Different Ways to Say Niceby Libby Allen / 30.09.2009
It’s difficult to dissect a film which inspires little more than the Biggie Best equivalent of adjectives. Sweet, nice, fine, yes. Last Chance Harvey is just that: nice. It’s a nice film. Swell. It’s a film fit for MNet back in the golden days of MNet’s eleven o’clock movies, which were a bonanza of sweet and swell things. This is what When Harry Met Sally would have become if Harry and Sally grew older and lost their chemistry and wit.
But this isn’t entirely fair to say, and the damning response to Last Chance Harvey hasn’t, for the most part, been entirely fair – and that’s because the film makes its primary mistake in its casting. To involve such seasoned and strong performers, Emma Thompson and Dustin Hoffman, as its romantic leads is to confuse the genre; to make us think that the film is more than it is. So we are left with what feels almost slightly embarrassing because the cast is greater than the piece and tend to waddle around inside it, showing up directorial and writerly incompetencies which we would otherwise forgive if we were watching, oh I don’t know, Treat Williams and Sally Field.
So Hoffman is Harvey and Thompson, Kate. Harvey writes jingles and his career is flailing. Kate conducts airport surveys and is hurtling toward being an insecure spinster.

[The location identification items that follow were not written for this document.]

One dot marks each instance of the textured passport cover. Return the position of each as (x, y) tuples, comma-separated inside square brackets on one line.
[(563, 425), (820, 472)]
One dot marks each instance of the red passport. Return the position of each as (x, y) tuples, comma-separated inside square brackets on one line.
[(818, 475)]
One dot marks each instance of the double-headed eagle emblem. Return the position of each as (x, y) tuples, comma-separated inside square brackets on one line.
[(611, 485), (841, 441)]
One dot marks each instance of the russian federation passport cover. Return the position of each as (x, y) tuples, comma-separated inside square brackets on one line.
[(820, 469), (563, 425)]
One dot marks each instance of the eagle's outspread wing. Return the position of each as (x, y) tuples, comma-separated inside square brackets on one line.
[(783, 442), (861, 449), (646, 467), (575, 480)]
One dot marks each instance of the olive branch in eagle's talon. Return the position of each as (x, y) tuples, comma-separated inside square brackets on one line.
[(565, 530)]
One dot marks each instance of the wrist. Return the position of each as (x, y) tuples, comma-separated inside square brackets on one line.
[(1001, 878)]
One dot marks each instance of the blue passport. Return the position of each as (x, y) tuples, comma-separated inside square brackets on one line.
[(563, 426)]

Harvey meets Kate, Kate steals glances, things happen, yada yada, they walk the South Bank, up and down, up again, inconsequential sub-plot involving a Polish neighbour and bride-to-be, heart attack, seventeen near misses, more nice things, the end.
What the film attempts is a story of ‘late love’, where the protagonists are not quite so pretty and their stories are made heavier by time and experience. Simultaneously, while all the late love blooms, director Joel Hopkins tries to construct a third character – the city itself, making London a point of affection, anthropomorphising it like Woody Allen’s Manhattan. It just doesn’t work. It’s all too watered down, too vague, too satisfied with average. Nice.
This feels cruel, like laughing at a toddler attempting to walk. Well I’ve done that and I’ll do this, too. Here’s a Sunday movie to watch with mum, if you’re into that kind of thing. By no means a showcase for any one element, or, if so, it is a film which plays vehicle to Hoffman’s sugar-sweet and Thompson’s frumpish-fragile. Expect nothing more and you’ll leave with nice.